And they hadn't held a festival last year, or the year before. This summer had been the first. Damn.
She raised her eyes from calico ears. "I thought you saw her body."
Daniel shrugged. "I saw a body, in a security monitor, view from twenty-thirty feet." Remembered pain twisted his face. "I wasn't in any condition to step outside and check closer. When we compared notes, the time and place were right for her, just by the corner of Tom Pratt's carriage house and the fire well underway. You'd both heard shots, full-auto rifle. Kate said it was an AK. And what I saw wasn't likely to be getting up and walking away. Face down, exit wound took the back of the skull right off. Messy enough to show even at that distance."

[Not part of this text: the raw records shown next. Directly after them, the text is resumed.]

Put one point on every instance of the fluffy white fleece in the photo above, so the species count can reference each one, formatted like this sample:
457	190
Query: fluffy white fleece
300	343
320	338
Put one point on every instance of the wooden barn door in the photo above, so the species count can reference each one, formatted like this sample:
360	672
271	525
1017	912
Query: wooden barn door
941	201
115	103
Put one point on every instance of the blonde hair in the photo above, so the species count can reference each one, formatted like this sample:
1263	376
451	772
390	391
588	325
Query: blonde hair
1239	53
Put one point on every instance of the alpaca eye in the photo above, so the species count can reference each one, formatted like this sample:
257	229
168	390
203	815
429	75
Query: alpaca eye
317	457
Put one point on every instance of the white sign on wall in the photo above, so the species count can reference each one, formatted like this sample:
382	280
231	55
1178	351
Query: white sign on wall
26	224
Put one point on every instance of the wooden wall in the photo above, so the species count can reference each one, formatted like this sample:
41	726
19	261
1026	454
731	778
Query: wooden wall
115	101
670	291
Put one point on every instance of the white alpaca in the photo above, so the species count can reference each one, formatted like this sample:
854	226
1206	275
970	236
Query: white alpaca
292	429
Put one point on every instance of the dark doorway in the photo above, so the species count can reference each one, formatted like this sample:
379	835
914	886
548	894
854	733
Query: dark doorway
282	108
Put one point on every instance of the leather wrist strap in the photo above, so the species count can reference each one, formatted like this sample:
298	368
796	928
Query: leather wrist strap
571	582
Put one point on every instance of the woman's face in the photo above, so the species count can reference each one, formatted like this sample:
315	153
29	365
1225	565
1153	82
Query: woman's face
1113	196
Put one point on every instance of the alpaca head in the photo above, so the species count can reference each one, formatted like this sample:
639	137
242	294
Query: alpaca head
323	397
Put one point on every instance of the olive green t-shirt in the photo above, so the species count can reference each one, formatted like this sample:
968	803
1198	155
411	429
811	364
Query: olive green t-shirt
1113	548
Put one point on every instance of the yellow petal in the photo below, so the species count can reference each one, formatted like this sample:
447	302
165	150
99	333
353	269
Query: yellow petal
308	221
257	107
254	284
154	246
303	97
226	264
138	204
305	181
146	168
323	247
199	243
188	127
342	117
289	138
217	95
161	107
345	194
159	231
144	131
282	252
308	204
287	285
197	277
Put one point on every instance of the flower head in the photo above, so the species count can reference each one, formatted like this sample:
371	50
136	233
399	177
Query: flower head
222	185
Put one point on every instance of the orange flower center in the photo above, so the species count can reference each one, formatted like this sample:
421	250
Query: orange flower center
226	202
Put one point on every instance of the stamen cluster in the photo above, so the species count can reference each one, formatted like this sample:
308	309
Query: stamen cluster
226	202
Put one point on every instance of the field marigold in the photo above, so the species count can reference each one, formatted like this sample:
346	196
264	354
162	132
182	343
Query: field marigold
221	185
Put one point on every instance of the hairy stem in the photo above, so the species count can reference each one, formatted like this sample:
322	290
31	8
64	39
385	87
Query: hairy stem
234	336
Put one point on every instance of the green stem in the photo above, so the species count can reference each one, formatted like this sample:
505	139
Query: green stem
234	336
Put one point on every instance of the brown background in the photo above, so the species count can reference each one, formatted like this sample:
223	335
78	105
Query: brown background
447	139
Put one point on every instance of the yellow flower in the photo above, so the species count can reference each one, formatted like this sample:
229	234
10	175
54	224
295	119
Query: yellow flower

"Ugh. You never mentioned that before."
"Didn't think it would help any."
And the DA's forensics team had found blood there, a lot of blood, fragments of skull, brain tissue, DNA tied matches from Kate's trailer, and that ancient Browning automatic that Jackie had stolen. Ballistics match to the bullets from Kate's shoulder and hip, Alice's back. Shell casings back on the gazebo trail had matched, too. But no body. Pieces of a puzzle, forming a picture Alice didn't like.
She gave up on trying to find a comfortable position, gathered Atropos in her arms, and stood up. She paced over to the window and stared out, thinking. The view didn't improve her mood — that damned white Ford Explorer was back, under gray skies that threatened rain.
As soon as she noticed the car, it rolled off, slow and insolent, leaving a sense of cold menace behind. Third or fourth time she'd seen it, and it always rolled away before she could walk up to it and ask what the hell was going on. And mud blurred the license plate, so she couldn't ask Kate to run the tag. Kate . . .
Alice sighed. "I don't think it'd be a good idea if you told Kate about this. It's too easy for a drunk to toss disconnected memories all together in one stew. I've seen 'em in the ER, twitching with the DTs and claiming a fresh broken arm was a war-wound from the Tet Offensive. Vietnam. We don't know, and she's just starting to recover."
"Me talk to Kate? Not likely." He glanced at the floor under their feet, as if looking through into the cellar. "Ben and I usually avoid coming within a mile of that woman. She's nowhere near as dumb as she looks, and she's known both of us as long as you have."
As if on cue, the stereo hiccuped with a loud snap and the lights flickered for a moment. Muted curses rose up from under their feet. Then something large thumped the floor. Kate's voice came up, muffled: "You still got lights up there?"
"Yep."
"Okay. I'll try to keep it that way." The rest of what she said dropped off to a private mumble, of which Alice only caught ". . . cantankerous old bitch . . ."
Alice didn't think her lover was talking about a female dog. Daniel had jumped up at the sound and now looked rather nervous. Alice had to smile — even Morgans got trapped by "out of sight, out of mind" on occasion.
He'd known Kate was working in the cellar, known she wouldn't come out until Alice was through talking with her "client" and sounded the all-clear. Kate might suspect a great number of things, but she could go miles out of her way to avoid knowing them and having to put on her cop hat.
At least where Alice and the Morgan girls and witching were concerned.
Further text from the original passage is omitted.